Background and aim of the study: A novel trileaflet polymer valve, which is a composite design of a biostable and biocompatible polymer poly(styrene-block-isobutylene-block-styrene) (SIBS) with an embedded reinforcement polyethylene terephthalate (PET) fabric, is being developed with the intention of providing a valve that has low thrombogenicity, high durability and favorable hemodynamic performance. The study aim was to investigate the biocompatibility and performance of this SIBS valve prototype under physiological loading conditions similar to humans, using a large-animal model.
Methods: Four SIBS valves (two with surface modification using dimyristoyl phosphatidylcholine, DMPC), and two commercial Magna tissue valves, were implanted into sheep. Hemodynamic and blood chemistry measurements were performed periodically during the postoperative period. The explanted SIBS valves were extensively evaluated using macroscopic, histological, radiographical and scanning electron microscopy/energy-dispersive spectroscopy analysis.

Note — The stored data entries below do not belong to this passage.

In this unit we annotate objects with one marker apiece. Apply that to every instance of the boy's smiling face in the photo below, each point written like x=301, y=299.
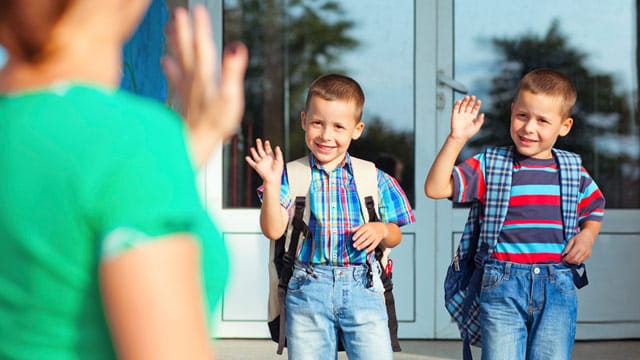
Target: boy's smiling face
x=536, y=122
x=329, y=127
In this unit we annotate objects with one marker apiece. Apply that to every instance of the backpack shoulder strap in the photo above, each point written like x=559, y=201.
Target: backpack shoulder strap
x=299, y=179
x=569, y=165
x=365, y=176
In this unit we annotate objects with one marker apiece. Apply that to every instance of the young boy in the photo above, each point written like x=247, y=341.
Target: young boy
x=330, y=295
x=528, y=301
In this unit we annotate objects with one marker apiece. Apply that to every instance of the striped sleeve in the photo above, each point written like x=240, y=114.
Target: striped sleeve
x=394, y=206
x=468, y=180
x=591, y=201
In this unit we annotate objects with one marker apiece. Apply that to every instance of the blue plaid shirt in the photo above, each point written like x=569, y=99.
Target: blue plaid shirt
x=335, y=210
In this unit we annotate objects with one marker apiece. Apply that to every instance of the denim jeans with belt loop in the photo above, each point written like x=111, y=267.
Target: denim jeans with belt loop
x=527, y=311
x=324, y=301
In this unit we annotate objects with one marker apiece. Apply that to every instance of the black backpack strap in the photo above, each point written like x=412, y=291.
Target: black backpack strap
x=288, y=261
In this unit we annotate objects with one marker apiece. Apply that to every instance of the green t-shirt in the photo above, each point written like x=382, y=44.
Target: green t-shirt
x=86, y=173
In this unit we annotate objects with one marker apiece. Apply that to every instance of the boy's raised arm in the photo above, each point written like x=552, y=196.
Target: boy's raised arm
x=465, y=123
x=269, y=164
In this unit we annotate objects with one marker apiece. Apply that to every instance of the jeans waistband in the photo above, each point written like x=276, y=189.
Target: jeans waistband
x=534, y=269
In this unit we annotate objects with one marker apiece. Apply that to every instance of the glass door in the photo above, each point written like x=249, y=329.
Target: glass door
x=488, y=48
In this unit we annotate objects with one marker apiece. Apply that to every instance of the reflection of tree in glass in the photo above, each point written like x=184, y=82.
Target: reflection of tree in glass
x=600, y=112
x=290, y=43
x=378, y=140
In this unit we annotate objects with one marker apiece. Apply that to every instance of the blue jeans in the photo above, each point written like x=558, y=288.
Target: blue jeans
x=527, y=311
x=328, y=302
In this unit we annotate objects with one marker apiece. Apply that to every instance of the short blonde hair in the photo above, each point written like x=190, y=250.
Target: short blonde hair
x=553, y=83
x=337, y=87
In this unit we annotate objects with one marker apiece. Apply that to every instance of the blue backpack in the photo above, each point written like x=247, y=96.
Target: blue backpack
x=464, y=275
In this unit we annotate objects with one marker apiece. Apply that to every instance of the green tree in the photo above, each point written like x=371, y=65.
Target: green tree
x=291, y=42
x=597, y=99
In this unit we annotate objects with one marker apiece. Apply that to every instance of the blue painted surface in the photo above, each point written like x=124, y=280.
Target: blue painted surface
x=141, y=70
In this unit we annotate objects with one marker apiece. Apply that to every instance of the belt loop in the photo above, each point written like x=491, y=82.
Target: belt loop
x=552, y=273
x=507, y=270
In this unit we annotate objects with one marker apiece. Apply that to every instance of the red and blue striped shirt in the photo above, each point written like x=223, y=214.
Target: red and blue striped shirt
x=532, y=231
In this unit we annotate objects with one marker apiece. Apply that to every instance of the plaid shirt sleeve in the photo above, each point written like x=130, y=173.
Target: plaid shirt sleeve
x=285, y=198
x=394, y=206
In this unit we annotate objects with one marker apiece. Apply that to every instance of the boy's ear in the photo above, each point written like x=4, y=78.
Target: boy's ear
x=303, y=120
x=357, y=131
x=566, y=126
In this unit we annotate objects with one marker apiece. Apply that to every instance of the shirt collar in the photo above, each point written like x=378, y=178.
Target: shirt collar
x=346, y=163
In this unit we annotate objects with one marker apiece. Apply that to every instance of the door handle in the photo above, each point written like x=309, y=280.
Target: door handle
x=446, y=80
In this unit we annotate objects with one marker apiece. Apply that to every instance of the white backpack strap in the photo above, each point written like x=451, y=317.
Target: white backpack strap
x=365, y=175
x=299, y=179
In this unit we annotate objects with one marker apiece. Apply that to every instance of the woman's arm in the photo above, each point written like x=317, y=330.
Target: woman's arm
x=154, y=301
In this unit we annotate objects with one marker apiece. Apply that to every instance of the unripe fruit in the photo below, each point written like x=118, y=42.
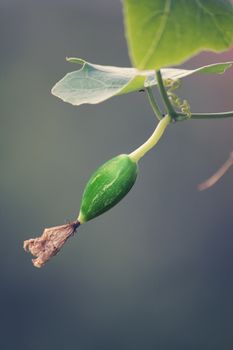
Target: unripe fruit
x=107, y=186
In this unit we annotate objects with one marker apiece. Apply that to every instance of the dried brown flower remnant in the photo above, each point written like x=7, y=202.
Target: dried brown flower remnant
x=49, y=243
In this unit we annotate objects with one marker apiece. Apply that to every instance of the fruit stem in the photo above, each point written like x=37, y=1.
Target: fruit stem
x=153, y=103
x=152, y=141
x=164, y=95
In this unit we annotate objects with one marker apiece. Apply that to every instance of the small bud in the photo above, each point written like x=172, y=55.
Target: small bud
x=50, y=242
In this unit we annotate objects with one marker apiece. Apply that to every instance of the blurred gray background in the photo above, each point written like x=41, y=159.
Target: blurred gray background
x=156, y=271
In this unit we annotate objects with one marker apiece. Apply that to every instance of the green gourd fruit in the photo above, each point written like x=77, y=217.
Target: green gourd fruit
x=107, y=186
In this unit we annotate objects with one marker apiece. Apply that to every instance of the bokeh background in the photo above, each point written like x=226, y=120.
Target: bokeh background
x=156, y=271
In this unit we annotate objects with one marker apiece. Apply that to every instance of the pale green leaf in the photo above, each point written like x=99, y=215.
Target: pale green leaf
x=94, y=83
x=161, y=33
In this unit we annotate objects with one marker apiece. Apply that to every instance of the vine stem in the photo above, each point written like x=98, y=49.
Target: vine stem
x=153, y=103
x=152, y=141
x=182, y=116
x=164, y=95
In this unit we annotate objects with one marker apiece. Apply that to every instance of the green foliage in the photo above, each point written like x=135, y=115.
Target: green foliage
x=95, y=83
x=167, y=32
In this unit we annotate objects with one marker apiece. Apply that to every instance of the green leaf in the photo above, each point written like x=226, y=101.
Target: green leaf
x=94, y=83
x=167, y=32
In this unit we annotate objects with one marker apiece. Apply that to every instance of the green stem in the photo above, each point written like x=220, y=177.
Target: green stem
x=182, y=116
x=153, y=103
x=164, y=95
x=151, y=142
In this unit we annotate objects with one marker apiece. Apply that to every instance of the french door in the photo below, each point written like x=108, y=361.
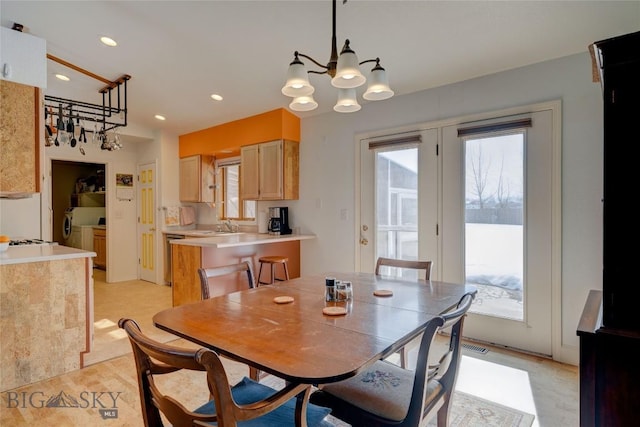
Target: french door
x=476, y=199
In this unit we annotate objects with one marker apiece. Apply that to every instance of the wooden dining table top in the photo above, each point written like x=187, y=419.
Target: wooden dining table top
x=296, y=341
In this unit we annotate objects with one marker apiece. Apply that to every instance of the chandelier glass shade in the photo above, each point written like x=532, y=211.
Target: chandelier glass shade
x=345, y=74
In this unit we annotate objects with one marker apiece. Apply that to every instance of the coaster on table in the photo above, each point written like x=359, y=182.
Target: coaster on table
x=334, y=311
x=383, y=292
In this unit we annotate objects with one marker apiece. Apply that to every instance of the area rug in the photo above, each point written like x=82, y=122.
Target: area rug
x=471, y=411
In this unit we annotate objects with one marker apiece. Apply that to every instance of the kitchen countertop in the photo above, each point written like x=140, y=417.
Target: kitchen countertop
x=228, y=240
x=39, y=253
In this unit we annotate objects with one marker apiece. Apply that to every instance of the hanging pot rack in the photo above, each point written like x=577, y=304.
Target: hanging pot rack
x=110, y=115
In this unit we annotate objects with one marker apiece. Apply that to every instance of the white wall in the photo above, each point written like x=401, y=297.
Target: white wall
x=327, y=159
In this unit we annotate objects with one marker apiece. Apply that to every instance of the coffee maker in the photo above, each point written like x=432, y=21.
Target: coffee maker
x=279, y=221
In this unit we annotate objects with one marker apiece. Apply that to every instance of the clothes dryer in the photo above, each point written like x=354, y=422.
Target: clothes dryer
x=79, y=216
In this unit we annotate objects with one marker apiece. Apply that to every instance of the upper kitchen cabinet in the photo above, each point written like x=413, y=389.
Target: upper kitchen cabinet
x=270, y=171
x=23, y=58
x=197, y=179
x=19, y=138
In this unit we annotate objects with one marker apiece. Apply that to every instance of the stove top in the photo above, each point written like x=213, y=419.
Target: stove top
x=28, y=242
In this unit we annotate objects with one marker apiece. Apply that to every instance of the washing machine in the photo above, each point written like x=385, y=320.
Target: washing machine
x=79, y=216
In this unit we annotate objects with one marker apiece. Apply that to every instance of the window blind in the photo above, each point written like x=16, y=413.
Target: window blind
x=494, y=127
x=395, y=141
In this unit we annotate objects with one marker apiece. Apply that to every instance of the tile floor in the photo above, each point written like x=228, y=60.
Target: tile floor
x=546, y=389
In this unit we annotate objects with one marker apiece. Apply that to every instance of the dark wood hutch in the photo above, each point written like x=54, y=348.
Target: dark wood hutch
x=609, y=329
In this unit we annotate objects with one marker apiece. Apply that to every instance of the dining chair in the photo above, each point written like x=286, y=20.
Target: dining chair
x=405, y=264
x=250, y=401
x=205, y=274
x=207, y=290
x=385, y=394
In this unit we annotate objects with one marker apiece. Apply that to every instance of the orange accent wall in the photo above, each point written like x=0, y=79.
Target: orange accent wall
x=269, y=126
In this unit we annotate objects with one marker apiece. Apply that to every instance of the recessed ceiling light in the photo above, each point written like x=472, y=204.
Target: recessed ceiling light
x=108, y=41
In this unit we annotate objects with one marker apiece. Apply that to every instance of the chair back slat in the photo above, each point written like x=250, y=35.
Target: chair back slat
x=205, y=274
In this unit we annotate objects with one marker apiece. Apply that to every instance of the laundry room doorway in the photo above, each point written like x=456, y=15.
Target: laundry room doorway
x=78, y=203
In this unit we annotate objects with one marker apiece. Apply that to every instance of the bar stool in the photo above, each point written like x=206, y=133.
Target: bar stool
x=273, y=261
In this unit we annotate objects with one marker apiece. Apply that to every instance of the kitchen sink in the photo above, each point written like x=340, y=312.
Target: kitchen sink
x=212, y=233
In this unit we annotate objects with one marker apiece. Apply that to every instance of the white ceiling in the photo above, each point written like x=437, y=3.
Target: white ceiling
x=180, y=52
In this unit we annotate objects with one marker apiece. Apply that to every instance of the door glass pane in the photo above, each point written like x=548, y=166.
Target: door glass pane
x=397, y=208
x=494, y=223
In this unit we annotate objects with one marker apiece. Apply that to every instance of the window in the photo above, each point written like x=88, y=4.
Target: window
x=231, y=206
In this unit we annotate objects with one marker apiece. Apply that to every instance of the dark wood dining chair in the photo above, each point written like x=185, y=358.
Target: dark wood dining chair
x=405, y=264
x=207, y=289
x=207, y=286
x=247, y=400
x=385, y=394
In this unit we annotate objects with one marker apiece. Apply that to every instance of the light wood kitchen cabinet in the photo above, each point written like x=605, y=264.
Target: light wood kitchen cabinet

Results: Three animals, one with the DMPC-coated SIBS valve, and two with the Magna valves, reached the end of the study in satisfactory clinical condition, and were euthanized after 20 weeks. The other three animals (two with SIBS valves, one with a DMPC-coated SIBS valve) died at 6, 6.5, and 10 weeks due either to material failure or myocardial infarction. The explanted valves exhibited stent deformation and cracks on the leaflets, which exposed the underlying PET fabric and resulted in severe blood and tissue reactions. Extrinsic calcification was identified on the leaflets, and was associated with the regions of surface cracks.
Conclusion: The SIBS valve failed in animal testing because of material failure and calcification. The physical properties of SIBS must be improved in order to provide the structural integrity required for long-term in-vivo use in the form of a heart valve.